La pellicola - interpretata, tra gli altri, da Tom Waits, Adam Driver, Charlotte Rampling, Cate Blanchett - è costruita su tre storie che esplorano i rapporti fra genitori e figli, raccontando di una distanza quasi siderale tra le generazioni: sia nell’episodio del padre che in quello della madre, i figli arrivano a fare una visita (una breve visita) dopo un tempo che pare inconcepibile, dopo anni che non si vedono di persona. Non ci sono state evidenti rotture, in queste famiglie. Solo, ognuno ha preso la sua strada e si è diventati estranei.
Jarmusch ci porta allora in questi interni familiari, salotti riordinati e tavole apparecchiate ad arte, e ci costringe a “stare” in un’atmosfera fatta di silenzi imbarazzati, di verità mai rivelate, di piccoli egoismi e ricatti emotivi.

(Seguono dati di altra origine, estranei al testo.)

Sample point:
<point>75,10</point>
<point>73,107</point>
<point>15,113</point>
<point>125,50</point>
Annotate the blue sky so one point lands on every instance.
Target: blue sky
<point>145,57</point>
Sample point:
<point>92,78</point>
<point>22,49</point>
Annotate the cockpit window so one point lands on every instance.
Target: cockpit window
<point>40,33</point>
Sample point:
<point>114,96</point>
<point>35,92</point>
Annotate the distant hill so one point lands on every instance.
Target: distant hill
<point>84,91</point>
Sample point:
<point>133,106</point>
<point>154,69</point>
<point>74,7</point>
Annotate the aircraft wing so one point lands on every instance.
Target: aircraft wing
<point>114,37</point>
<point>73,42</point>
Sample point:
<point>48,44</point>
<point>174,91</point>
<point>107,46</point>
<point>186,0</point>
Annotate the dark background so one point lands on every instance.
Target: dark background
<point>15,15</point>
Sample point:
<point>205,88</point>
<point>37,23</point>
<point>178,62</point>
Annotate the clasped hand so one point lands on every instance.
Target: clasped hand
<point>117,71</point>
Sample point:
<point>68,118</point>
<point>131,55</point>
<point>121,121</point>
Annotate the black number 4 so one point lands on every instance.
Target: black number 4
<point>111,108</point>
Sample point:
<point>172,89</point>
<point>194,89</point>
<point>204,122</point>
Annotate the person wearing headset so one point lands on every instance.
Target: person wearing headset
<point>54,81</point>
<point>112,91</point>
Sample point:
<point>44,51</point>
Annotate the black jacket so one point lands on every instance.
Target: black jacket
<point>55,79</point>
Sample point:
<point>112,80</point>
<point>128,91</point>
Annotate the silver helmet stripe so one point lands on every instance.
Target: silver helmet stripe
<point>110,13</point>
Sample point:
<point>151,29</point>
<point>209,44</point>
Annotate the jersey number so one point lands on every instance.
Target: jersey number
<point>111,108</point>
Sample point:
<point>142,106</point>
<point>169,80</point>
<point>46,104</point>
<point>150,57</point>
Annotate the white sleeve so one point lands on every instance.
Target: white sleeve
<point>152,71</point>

Uno sguardo sul particolare che, in qualche modo, si solleva su una fatica universale: quella della comunicazione tra genitori e figli, del riuscire a far cadere la maschera delle aspettative reciproche, del riuscire a dirsi “ti voglio bene” anche quando si è rimasti delusi o si crede di non essere all’altezza. Ma non c’è solo infelicità, in questi episodi, anzi: c’è molta ironia, e c’è la poesia di alcuni indizi che segnalano una storia comune, di essere cresciuti secondo gusti simili (genitori e figli si sorprendono di indossare gli stessi colori). E poi, c’è l’episodio finale dei fratelli che, nell’assenza dei genitori – mancati improvvisamente per un incidente – e muovendosi in un appartamento vuoto, ormai venduto, rievocano un tempo di grazia infantile, perdendosi tra disegni e giocattoli che parlano di amore ricevuto, e di una madre e un padre ri-scoperti attraverso la distanza, ormai implacabile, della morte. Dire addio al tempo dell’infanzia, a una cantina piena di mobili e oggetti, diventa allora un compito quasi insormontabile ma necessario, per diventare davvero adulti.
C’è assenza sostanziale di azione ma molta poesia, in questo film. Una prospettiva che guarda alle famiglie (felici o infelici a modo loro, ci insegna Tolstoj) con lucidità e ironia, mettendoci di fronte al rischio del vuoto esistenziale. Che è sempre dietro l’angolo. Ma forse, è proprio dalle famiglie che bisogna partire per combatterlo.